VMware Horizon Community
Sabian0309
Enthusiast
Enthusiast
Jump to solution

UEM hanging/delaying randomly.

Running horizon 7.6 with UEM 9.5 and appvol 2.14.  Parent is windows 10 1607 LTSB, floating instant clones.  App data is not redirected, documents/favorites/desktop/etc.. are.

Occasionally i am seeing login delays when processing UEM.  On average UEM processes between 5-6 seconds.  However we have some users that it takes 25+ seconds occasionally with UEM not reporting why.

Example from logs:

2018-12-12 07:57:37.331 [INFO ] Config file '\\jfv-vm-fs2\UEM Configuration\general\Applications\Acrobat Reader.INI' added to DirectFlex cache

2018-12-12 07:57:56.269 [INFO ] Config file '\\jfv-vm-fs2\UEM Configuration\general\Applications\Adobe Acrobat.INI' added to DirectFlex cache

2018-12-12 08:39:13.444 [DEBUG] ImportRegistry::Import: Calling '"C:\Windows\REGEDIT.EXE" /S "C:\Users\test\AppData\Local\Temp\FLX6AB5.tmp"' (RPAL: l=0 (D/E), r=0)

2018-12-12 08:39:13.490 [DEBUG] Read 3 entries from profile archive (size: 151258; compressed: 31466; took 64 ms; largest file: 83810 bytes; slowest import took 0 ms)

2018-12-12 08:39:32.428 [DEBUG] Conditions: Condition set 'Microsoft Office 2013.xml' was previously evaluated to true

2018-12-12 14:02:29.110 [DEBUG] Read 25 entries from profile archive (size: 63987712; compressed: 7889959; took 427 ms; largest file: 26738688 bytes; slowest import took 154 ms)

2018-12-12 14:02:48.063 [DEBUG] Conditions: Check for endpoint name = false ('C81MK6V1' is not equal to 'LJ2359H2')

I can reproduce this by logging in over and over.  At times it happens, at times it does not although frequently enough it is easily reproducible.  It does not appear to be related to any specific pool or UEM setting.  It also isn't tied to any specific hosts, users, or type of client (thin or laptop), or version of horizon.

The UEM data is stored on a windows 2008 R2 server file share, which is a VM running off an all flash datastore on a Dell Compellent.  There are no indications the Compellent it is struggling to server the data, or on the file server.  This is as likely to happen during the morning login as it is when people leave for the day.

This appears to of been going on for a long while, this environment is just now getting healthy enough from the previous admin to where smaller issues like this can be tracked down.  But my googlefu is failing to find any possible solutions for this.

Any help would be appreciated.

Thank you,

Billy

Tags (2)
131 Replies
ijdemes
Expert
Expert
Jump to solution

Hmm good point.
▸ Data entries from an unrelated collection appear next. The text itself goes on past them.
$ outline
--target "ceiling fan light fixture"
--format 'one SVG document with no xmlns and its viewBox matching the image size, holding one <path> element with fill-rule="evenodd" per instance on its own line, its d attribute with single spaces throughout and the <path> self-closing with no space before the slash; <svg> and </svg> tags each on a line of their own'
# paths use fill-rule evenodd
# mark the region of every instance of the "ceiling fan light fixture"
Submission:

I will try that later on in my lab and report back.


\\ Ivan
---
Twitter: @ivandemes
Blog: https://www.ivandemes.com
Sabian0309
Enthusiast
Enthusiast
Jump to solution

I'm going to guess that is the default setting, as that is how my share is setup as well.  I've altered it to not allow any caching and will see if this has any effect. 

Thank you Smiley Happy.

ijdemes
Expert
Expert
Jump to solution

I changed both the UEM_Profiles and UEM_Config shares to "No files or programs from the shared folder are available offline", but nothing changed unfortunately. Still seeing the "OPLOCK BREAK IN PROGRESS" that causes a 18sec. delay.


\\ Ivan
---
Twitter: @ivandemes
Blog: https://www.ivandemes.com
Reply
0 Kudos
DEMdev
VMware Employee
VMware Employee
Jump to solution

Thanks, Ivan.

I'm currently running continuous logons and logoffs for two concurrent users with all 200+ Flex config files from the VMware Marketplace. The delay between logon and logoff differs for the two users, so the session "overlap" changes slightly for each run. So far I have not seen any delays after 100+ iterations.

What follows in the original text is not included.